Towards Automatic Understanding of `Virtual Pointing’ in Interaction

When trying to convey, from memory, the placement of objects relative to each other, one can use descriptions such as “the one is about two centimeters to the left of the other, and roughly one centimeter higher”, or one can just place ones hands in a representation of this configuration and say something like “one is here and the other one is here”. The type of gesture used in these latter displays has been called “abstract dexis” (McNeill et al., 1993) or “virtual pointing” (Kibrik, 2011), and it has been observed that these gestures have the remarkable effect of creating extralinguistic spatial referents for objects that are mentioned in the discourse, but are not in fact currently present. These referents can later in discourse be used to re-refer to the same entity; in our example, this could be done via “and this one [accompanied by pointing gesture] is”. Lascarides and Stone (2009) make the interesting proposal that such gestures do indeed call attention to a real location in shared space (which they denote with variables such as ~ p), but carry their semantic load via a mapping (v) into the conveyed location (v(~ p)) in the described situation, where the identity of the mapping is contextually determined. Configurations of locations indicated via such gestures (e.g. a ~ p1 and a ~ p2) then achieve their iconic value as a depiction of a configuration between the locations they are mapped into (v(~ p1), v(~ p2)).

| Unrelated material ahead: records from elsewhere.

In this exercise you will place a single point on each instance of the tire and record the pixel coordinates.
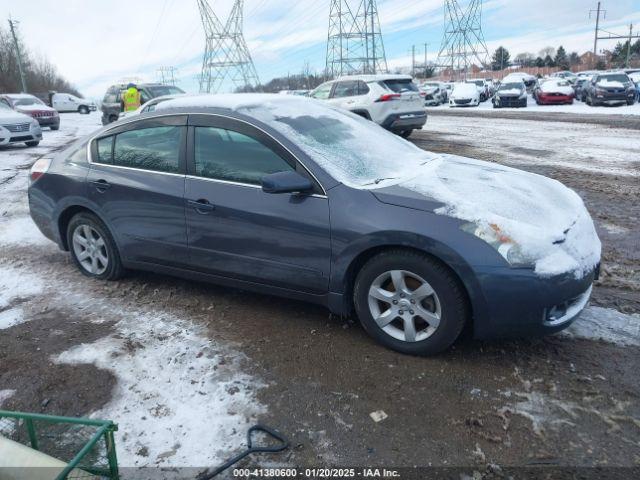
(105, 263)
(406, 133)
(448, 302)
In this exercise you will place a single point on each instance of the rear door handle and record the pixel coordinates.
(101, 185)
(202, 206)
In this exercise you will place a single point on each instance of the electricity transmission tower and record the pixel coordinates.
(463, 42)
(354, 42)
(226, 57)
(167, 75)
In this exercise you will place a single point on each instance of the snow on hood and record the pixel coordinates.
(610, 84)
(546, 219)
(510, 91)
(8, 116)
(555, 87)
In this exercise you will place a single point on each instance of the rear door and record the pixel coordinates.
(137, 182)
(237, 230)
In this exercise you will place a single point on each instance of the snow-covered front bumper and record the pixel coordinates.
(517, 302)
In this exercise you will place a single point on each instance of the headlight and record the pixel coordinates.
(503, 244)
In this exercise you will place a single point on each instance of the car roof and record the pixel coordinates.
(375, 78)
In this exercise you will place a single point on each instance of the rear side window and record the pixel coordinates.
(105, 150)
(231, 156)
(400, 85)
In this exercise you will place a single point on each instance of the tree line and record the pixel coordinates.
(40, 74)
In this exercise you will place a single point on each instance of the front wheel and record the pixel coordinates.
(410, 302)
(92, 248)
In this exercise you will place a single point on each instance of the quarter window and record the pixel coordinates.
(231, 156)
(156, 149)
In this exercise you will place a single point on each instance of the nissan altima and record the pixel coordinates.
(289, 196)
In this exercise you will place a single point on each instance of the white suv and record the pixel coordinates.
(392, 101)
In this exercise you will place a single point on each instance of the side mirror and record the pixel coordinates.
(286, 182)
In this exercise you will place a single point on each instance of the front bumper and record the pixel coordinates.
(517, 302)
(405, 121)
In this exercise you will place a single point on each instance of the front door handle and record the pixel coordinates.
(101, 185)
(202, 206)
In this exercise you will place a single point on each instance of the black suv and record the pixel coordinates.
(610, 89)
(112, 103)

We were interested in how stable over time and how precise in their iconicity such mappings are in actual instances of use, with a view at how automatic understanding of such speech/gesture ensembles could be realized. We elicited and recorded multimodal spatial scene descriptions, and measured precision by fitting a mapping between virtual referent locations and true object locations. We then used this mapping to retrieve from the set of all scenes the one that was being described. Using our matching method, we find that the gestures carry a good amount of spatial information for 45 out of 53 episodes. In current work, we are attempting to make this retrieval process incremental, and combine it with an understanding of the utterance that the gestures accompany.